[FORM OF REVERSE SIDE OF 2029 NOTE]
This Note is one of a duly authorized series of securities (the “Securities”) of the Issuer designated as its 4.750% Notes due May 30, 2029 (the “Notes”). The Securities are all issued or to be issued under and pursuant to an Indenture, dated as of December 4, 2012 (the “Indenture”), duly executed and delivered between the Issuer and Wells Fargo Bank, National Association as trustee with respect to the Notes (the “Trustee”), to which the Indenture and all indentures supplemental thereto reference is hereby made for a statement of the respective rights thereunder of the Issuer, the Trustee and the Holders of the Securities and the terms upon which the Notes are to be authenticated and delivered. The terms of individual series of Securities may vary with respect to interest rate or interest rate formulas, issue dates, maturity, redemption, repayment, currency of payment and otherwise.
The Notes are issuable only as Registered Securities in minimum denominations of $2,000 and integral multiples of $1,000 in excess thereof. As provided in the Indenture and subject to certain limitations therein set forth, the Notes are exchangeable for a like aggregate principal amount of Notes as requested by the Holder surrendering the same.
Except as set forth below, this Note is not redeemable and is not entitled to the benefit of a sinking fund or any analogous provision.
The Notes may be redeemed (a) prior to February 28, 2029 (the “Par Call Date”) in whole, at any time, or in part, from time to time, at the option of the Issuer, for cash, at a redemption price equal to the greater of: (i) 100% of their principal amount; or (ii) an amount, as determined by the Quotation Agent equal to the sum of the present values of the remaining scheduled payments of principal, premium, if any, and interest thereon (not including any portion of such payments of interest accrued to the date of redemption), to the Par Call Date, discounted to the date of redemption on a semi-annual basis, assuming a360-day year consisting of twelve30-day months, at the Treasury Rate, plus 30 basis points, plus in each case accrued and unpaid interest thereon to, but not including the date of redemption or (b) on or after the Par Call Date, in whole, at any time, or in part, from time to time, at the option of the Issuer, for cash, at a redemption price equal to 100% of their principal amount, plus accrued and unpaid interest to, but not including, the redemption date.
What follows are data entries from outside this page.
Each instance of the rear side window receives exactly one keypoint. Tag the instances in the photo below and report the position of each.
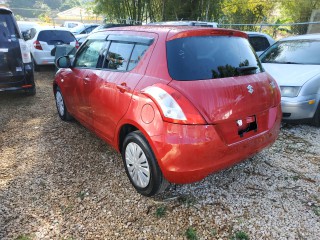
(90, 53)
(209, 57)
(118, 56)
(137, 54)
(8, 29)
(259, 43)
(54, 37)
(293, 52)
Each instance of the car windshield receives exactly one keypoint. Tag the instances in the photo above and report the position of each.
(209, 57)
(293, 52)
(53, 37)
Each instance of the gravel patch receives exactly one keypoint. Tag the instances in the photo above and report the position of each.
(59, 181)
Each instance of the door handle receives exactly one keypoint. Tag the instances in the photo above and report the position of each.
(123, 87)
(86, 80)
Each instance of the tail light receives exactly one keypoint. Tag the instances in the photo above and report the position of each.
(275, 90)
(37, 45)
(173, 106)
(25, 52)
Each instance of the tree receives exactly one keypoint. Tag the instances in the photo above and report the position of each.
(247, 12)
(299, 11)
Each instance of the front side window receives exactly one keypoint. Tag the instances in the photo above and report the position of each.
(293, 52)
(54, 37)
(118, 56)
(210, 57)
(89, 54)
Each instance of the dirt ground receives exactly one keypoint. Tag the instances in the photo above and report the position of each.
(59, 181)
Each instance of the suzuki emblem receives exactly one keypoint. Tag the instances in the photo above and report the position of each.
(250, 89)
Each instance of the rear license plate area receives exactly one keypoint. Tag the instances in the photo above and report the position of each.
(247, 125)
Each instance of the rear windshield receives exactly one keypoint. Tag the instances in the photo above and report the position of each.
(259, 43)
(209, 57)
(293, 52)
(8, 29)
(53, 37)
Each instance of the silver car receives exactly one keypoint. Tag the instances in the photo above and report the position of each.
(294, 63)
(43, 40)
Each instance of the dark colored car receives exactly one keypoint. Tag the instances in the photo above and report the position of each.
(179, 103)
(16, 69)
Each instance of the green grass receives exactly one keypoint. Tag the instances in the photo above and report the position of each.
(240, 235)
(23, 237)
(191, 234)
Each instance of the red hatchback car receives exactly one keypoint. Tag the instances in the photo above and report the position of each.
(178, 103)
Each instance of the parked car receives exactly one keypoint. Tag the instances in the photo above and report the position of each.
(82, 37)
(260, 41)
(179, 103)
(24, 26)
(71, 24)
(16, 70)
(294, 63)
(186, 23)
(42, 42)
(83, 29)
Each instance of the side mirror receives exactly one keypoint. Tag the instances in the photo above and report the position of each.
(26, 35)
(63, 62)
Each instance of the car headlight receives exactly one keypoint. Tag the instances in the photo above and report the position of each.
(288, 91)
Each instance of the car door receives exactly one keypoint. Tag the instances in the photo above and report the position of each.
(80, 82)
(116, 83)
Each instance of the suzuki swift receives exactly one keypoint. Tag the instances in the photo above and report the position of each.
(178, 103)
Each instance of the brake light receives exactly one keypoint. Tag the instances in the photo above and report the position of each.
(37, 45)
(275, 91)
(173, 106)
(25, 52)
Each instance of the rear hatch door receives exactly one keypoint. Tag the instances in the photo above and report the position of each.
(51, 38)
(223, 78)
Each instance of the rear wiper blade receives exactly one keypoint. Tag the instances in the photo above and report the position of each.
(246, 68)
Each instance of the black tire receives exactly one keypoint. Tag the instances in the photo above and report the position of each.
(156, 183)
(31, 91)
(316, 117)
(61, 107)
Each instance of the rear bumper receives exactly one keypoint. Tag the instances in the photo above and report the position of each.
(188, 153)
(299, 107)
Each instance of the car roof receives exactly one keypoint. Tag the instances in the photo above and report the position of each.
(172, 30)
(6, 10)
(302, 37)
(41, 28)
(184, 23)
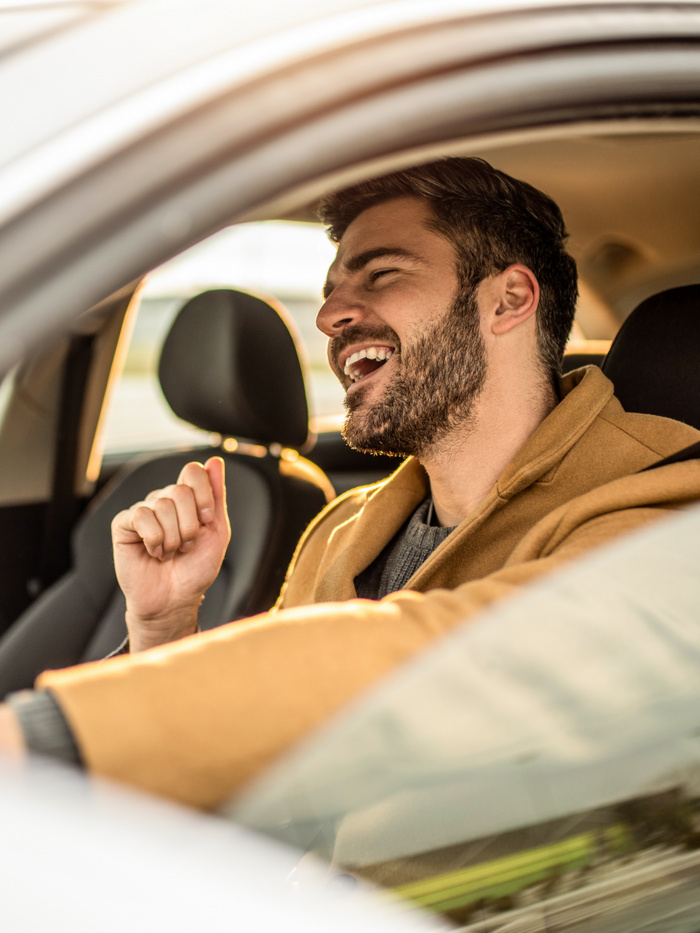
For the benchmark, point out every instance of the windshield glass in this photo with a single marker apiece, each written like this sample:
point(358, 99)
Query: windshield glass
point(539, 769)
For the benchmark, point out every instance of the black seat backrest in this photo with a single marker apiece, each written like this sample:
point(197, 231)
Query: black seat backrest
point(229, 365)
point(654, 361)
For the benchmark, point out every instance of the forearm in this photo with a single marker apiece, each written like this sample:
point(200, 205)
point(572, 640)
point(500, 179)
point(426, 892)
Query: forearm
point(162, 630)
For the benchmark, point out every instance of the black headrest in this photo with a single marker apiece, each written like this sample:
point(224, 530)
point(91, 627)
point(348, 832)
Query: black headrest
point(654, 361)
point(230, 365)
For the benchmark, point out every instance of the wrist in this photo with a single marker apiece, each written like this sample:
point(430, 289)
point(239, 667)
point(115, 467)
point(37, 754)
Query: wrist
point(152, 631)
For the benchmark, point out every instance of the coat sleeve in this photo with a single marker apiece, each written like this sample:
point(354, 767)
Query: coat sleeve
point(196, 720)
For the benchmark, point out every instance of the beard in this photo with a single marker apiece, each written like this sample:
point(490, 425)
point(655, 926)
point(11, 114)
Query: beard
point(438, 377)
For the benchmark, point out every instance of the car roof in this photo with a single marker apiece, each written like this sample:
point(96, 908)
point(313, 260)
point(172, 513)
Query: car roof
point(155, 129)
Notwithstanding the foregoing, installments of interest on Notes that are due and payable on interest payment dates falling on or prior to a redemption date will be payable on the interest payment date to the registered Holders as of the close of business on the relevant record date.
“Comparable Treasury Issue” means the United States Treasury security selected by the Quotation Agent as having a maturity comparable to the remaining term of the Notes that would be utilized, at the time of selection and in accordance with customary financial practice, in pricing new issues of corporate debt securities of comparable maturity to the remaining term of the Notes.
“Comparable Treasury Price” means, with respect to any redemption date, (i) the average of four Reference Treasury Dealer Quotations for such redemption date, after excluding the highest and lowest of such Reference Treasury Dealer Quotations, or (ii) if the Issuer is provided fewer than four such Reference Treasury Dealer Quotations, the average of all such quotations.